---
name: pro-research
description: Professional paper research with papercli. Multi-pass search, PDF download and reading, math-aware synthesis, and a detailed referenced markdown findings report.
homepage: https://github.com/jimezsa/papercli
metadata:
  {
    "opencolab":
      {
        "emoji": "📄",
        "os": ["linux", "darwin"],
        "requires": { "bins": ["papercli"] },
        "install":
          [
            {
              "id": "homebrew",
              "kind": "shell",
              "script": "brew install jimezsa/tap/papercli",
              "bins": ["papercli"],
              "label": "Install PaperCLI with Homebrew",
            },
            {
              "id": "source",
              "kind": "shell",
              "script": "git clone https://github.com/jimezsa/papercli.git && cd papercli && make build && sudo install -m 0755 ./bin/papercli /usr/local/bin/papercli",
              "bins": ["papercli"],
              "label": "Build PaperCLI from source",
            },
          ],
      },
  }
---

# Pro Research Skill

Use this skill when the user needs a serious literature synthesis, not a quick scan.
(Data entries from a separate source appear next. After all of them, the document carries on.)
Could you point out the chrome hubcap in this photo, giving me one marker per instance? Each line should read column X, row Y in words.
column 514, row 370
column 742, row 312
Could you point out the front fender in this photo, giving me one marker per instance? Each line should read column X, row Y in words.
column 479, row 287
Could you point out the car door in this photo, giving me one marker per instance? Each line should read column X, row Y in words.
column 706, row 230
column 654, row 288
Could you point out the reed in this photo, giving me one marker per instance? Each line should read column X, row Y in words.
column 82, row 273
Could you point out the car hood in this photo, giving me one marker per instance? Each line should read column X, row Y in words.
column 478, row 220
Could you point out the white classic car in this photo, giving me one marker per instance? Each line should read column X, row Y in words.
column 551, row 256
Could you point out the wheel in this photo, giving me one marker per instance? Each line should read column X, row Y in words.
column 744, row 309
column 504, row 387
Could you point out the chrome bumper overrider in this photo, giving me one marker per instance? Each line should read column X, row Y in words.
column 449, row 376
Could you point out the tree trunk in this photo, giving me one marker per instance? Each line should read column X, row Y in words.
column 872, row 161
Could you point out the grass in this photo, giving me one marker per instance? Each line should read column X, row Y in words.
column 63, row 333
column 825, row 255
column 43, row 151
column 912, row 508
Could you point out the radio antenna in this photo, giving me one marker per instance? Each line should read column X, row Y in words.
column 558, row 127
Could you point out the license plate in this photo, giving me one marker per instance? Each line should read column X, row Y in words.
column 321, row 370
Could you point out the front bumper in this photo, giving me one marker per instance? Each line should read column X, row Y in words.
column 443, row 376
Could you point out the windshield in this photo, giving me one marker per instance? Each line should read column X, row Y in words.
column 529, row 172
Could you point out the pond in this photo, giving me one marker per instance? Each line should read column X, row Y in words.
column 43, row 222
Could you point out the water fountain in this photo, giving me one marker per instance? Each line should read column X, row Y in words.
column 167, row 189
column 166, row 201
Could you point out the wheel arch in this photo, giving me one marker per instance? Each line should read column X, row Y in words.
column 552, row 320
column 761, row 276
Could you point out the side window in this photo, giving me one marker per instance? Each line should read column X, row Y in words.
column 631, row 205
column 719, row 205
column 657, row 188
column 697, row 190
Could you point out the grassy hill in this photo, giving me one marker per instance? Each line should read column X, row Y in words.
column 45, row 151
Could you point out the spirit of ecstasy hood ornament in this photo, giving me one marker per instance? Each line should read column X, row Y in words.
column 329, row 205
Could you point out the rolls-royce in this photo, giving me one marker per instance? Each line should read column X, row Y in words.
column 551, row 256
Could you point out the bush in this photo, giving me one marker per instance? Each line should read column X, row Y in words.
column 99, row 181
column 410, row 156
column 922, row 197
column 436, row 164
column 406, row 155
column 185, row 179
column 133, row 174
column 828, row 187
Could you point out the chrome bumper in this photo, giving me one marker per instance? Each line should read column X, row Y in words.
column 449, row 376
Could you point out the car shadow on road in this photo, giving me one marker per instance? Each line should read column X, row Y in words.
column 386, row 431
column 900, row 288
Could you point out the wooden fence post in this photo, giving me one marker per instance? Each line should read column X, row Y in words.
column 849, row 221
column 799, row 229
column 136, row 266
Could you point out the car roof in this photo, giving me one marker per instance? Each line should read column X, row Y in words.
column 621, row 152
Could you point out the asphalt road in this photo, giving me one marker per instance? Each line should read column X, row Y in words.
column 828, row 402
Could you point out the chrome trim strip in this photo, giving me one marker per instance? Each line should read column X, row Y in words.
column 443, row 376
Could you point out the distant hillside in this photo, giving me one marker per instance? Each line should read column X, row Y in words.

This workflow prioritizes methodological depth, cross-paper comparison, and explicit evidence tracking.

If the user later asks an exact follow-up question about a downloaded paper or a bounded local paper subset, switch to `pageindex-grounded` for page-level grounded retrieval instead of forcing that work through the synthesis report alone.

## Update This Skill

Only do this if the user explicitly asks to update this skill from the GitHub repo.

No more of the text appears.